What is Airflow?
Airflow is a platform to programmatically author, schedule and monitor your workflows and pipelines.
What are the benefits for using Airflow?
Programmatically author workflow
In Airflow, you can define your workflow programmatically with Python
scripts and that would put you in a very good position by leveraging all the convenience and sweet that Python provide.
This is a huge improvement if you experienced with Oozie
or other GUI-typed (or even without a GUI) scheduling tools. Code-based solution is always easily to modify, deploy and maintain comparing with GUI typed works.
Schedule workflow
If you are familiar with the concept of cron
and crontab
context in Linux, you will find it is quite easy to use crontab
syntax to schedule your workflow.
Monitor workflow
Airflow provide a nice web dashboard for presenting all the current and historic workflows status, monitoring and tuning workflow performance, and more.
You can get some extra bonus except the aforementioned features, e.g.
- distribute workflow tasks across worker nodes
- performance analysis diagram
Terminology
DAG
DAG is short for Directed Acyclic Graph.

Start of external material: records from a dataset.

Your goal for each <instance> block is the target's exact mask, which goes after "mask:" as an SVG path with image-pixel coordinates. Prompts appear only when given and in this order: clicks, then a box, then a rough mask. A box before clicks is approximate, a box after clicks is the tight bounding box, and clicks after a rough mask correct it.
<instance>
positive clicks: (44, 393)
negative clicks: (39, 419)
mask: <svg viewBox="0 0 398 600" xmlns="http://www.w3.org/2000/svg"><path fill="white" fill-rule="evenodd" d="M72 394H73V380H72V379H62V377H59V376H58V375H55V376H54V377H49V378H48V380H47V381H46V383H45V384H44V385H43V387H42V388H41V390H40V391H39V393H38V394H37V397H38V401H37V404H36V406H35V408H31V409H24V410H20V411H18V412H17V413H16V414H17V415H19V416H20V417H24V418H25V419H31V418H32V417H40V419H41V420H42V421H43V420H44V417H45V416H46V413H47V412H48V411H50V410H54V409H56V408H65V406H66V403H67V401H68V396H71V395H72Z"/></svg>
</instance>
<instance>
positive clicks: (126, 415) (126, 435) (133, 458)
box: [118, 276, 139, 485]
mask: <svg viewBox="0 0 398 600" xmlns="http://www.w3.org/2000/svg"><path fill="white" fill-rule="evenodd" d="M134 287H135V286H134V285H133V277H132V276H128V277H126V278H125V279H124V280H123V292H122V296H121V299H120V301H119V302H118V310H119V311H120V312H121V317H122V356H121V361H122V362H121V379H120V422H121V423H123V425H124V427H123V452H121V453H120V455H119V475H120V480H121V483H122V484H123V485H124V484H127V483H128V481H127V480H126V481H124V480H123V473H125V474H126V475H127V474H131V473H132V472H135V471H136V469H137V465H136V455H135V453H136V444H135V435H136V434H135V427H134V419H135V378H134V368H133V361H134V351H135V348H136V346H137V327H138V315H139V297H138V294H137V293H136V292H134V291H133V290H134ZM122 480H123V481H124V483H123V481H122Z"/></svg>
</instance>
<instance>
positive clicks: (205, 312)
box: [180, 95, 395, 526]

You can think a DAG is a collection of tasks that you want to run, and it organise in a way that reflects their relationships and dependencies.
Operator
An Operator is a class that acts as a template for carrying out some work. It’s an abstraction and generalization for a specific type of works, e.g. the PythonOperator
is to execute a Python script.
Task
A task is a parameterized instance of an Operator object.
Scheduler
A scheduler monitors all DAGs and tasks, and triggers the task instances when their dependencies have been met.